One of the amazing things about Rome was how the various sites and monuments were located all over the city and so many sites contained "levels" of use. For example, adjacent to the bus stop where our hotel shuttle dropped us off and picked us up was the "theater of Marcellus." It was built by Augustus to honor his nephew, and later also his son-in-law, Marcellus. The building was built in the first century B.C. and later had some restoration work done to match the architectural style although different materials were used, and finally some apartments were built on top. It seemed surreal to see such "layers" of use for so many buildings. In the photo above you can see an area of extensive repair to the Colosseum.
After walking through the forum one afternoon we noticed an ancient building that was obviously at least three layers. We commented on who would do such a thing as to just build on what were obviously well preserved ancient ruins. Imagine our surprise later that evening to discover that the building we saw was still in use as the City Hall of Rome. It had been the "tabularium" in ancient times; and the genius who renovated it to modern use? Michelangelo!
Because the march of time is relentless, buildings get used, then reused, destroyed, used as "quarries" for new projects, etc. Under the moderns roads of Rome there are wonderful ancient sites waiting to be explored, but the roads have to be given priority.
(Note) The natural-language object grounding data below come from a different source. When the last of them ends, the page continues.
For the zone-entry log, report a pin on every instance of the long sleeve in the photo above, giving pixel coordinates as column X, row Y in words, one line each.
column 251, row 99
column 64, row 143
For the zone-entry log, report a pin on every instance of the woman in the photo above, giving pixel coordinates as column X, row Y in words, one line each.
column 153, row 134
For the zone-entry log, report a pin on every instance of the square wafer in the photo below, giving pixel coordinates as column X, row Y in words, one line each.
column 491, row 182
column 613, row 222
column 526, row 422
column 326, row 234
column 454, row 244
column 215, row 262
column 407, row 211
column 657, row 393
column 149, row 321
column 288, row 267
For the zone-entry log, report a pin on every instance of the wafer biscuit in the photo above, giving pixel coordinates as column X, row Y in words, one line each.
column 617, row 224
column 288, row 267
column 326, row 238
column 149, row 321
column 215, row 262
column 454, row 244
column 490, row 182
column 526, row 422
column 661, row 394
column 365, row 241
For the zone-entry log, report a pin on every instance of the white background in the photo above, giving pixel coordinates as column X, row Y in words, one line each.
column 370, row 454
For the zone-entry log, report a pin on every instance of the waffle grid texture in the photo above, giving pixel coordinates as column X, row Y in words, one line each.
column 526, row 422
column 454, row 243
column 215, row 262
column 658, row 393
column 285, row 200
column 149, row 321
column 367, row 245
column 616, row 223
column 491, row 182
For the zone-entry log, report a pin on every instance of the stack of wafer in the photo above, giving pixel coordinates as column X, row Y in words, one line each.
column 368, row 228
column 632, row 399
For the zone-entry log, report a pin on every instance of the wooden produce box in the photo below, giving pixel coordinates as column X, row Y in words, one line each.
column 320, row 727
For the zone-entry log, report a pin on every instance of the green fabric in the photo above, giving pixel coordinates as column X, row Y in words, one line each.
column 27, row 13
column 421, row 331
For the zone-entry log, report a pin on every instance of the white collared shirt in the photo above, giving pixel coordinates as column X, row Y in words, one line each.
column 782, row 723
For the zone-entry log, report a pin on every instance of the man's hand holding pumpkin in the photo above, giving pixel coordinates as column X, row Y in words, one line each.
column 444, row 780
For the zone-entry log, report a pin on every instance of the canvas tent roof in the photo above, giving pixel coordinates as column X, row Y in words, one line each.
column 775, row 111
These "layers of history" do not just apply to buildings and monuments, but also to ideas. Among those "layered ideas" are modern systems of government, law and even religion. Walking around Rome you could see the conflict that Christianity had with the dominant culture as it came to be more prominent in the empire. Christians must use wisdom and prayer as we hold on tightly to the biblical witness of Jesus, and apply that story to the world we now live in. It is not an easy task, but it must be negotiated for the faith to remain vital and vibrant!